Rosyjskie ministerstwo szkolnictwa jest przeciwne zalegalizowaniu noszenia przez uczennice hidżabów, tradycyjnych muzułmańskich nakryć głowy. Jego rzecznik zdecydowanie wskazuje na federalne prawo mówiące o świeckim ubiorze rosyjskich uczniów.

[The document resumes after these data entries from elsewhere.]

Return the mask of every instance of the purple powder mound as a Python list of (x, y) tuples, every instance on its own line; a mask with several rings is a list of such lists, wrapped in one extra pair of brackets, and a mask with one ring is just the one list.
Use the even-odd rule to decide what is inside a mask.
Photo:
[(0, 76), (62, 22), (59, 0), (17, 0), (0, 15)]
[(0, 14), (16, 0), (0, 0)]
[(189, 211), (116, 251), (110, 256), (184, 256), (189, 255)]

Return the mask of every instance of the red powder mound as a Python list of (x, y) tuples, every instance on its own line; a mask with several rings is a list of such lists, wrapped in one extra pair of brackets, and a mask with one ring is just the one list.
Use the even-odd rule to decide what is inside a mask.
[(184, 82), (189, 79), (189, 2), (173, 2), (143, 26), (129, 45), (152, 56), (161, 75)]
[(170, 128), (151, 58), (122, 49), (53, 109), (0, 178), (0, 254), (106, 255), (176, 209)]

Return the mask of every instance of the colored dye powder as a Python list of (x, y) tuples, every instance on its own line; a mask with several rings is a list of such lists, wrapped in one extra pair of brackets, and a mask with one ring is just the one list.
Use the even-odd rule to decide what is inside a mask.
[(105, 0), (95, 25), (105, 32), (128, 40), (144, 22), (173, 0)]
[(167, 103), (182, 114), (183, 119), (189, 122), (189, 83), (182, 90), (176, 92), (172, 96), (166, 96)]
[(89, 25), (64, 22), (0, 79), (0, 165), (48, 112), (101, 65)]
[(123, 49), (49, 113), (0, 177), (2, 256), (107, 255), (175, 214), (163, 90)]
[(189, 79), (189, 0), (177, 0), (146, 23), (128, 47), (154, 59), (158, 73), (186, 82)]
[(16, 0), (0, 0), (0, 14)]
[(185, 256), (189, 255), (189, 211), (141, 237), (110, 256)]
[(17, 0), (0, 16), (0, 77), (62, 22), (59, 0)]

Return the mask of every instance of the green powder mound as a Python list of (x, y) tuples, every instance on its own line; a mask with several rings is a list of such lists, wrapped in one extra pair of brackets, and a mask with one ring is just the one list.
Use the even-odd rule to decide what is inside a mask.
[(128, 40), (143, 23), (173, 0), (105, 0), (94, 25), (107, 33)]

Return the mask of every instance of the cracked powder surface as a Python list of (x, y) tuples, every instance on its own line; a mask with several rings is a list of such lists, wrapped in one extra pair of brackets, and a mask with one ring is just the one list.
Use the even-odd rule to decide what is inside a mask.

Problem z dnia na dzień staje się coraz poważniejszy. Sąd najwyższy od 11 lutego rozpatruje skargę rodziców jednej z muzułmańskich uczennic , której zakazano noszenia tradycyjnego hidżabu.
Wesprzyj nas już teraz!
W Czita już siedmioro dziewcząt z dnia na dzień przestało uczęszczać na zajęcia, gdy nakazano im zdjęcie hidżabów. Kilka dni temu stojący na czele Duchowej Rady Muzułmanów Federacji Rosyjskiej, Rawil Gajnudtin przesłał do najwyższych władz na Kremlu list protestacyjny, w którym domaga się ochrony praw dziewcząt, czyli tolerowania uczęszczania na zajęcia w hidżabach. – Przecież każda z tych dziewcząt stara się być przydatna dla społeczeństwa. A może to będą przyszłe lekarki, nauczycielki. Uszanujmy ich prawa – tłumaczył Gajnudtin. Rzecznik prasowy Kremla zignorował protest.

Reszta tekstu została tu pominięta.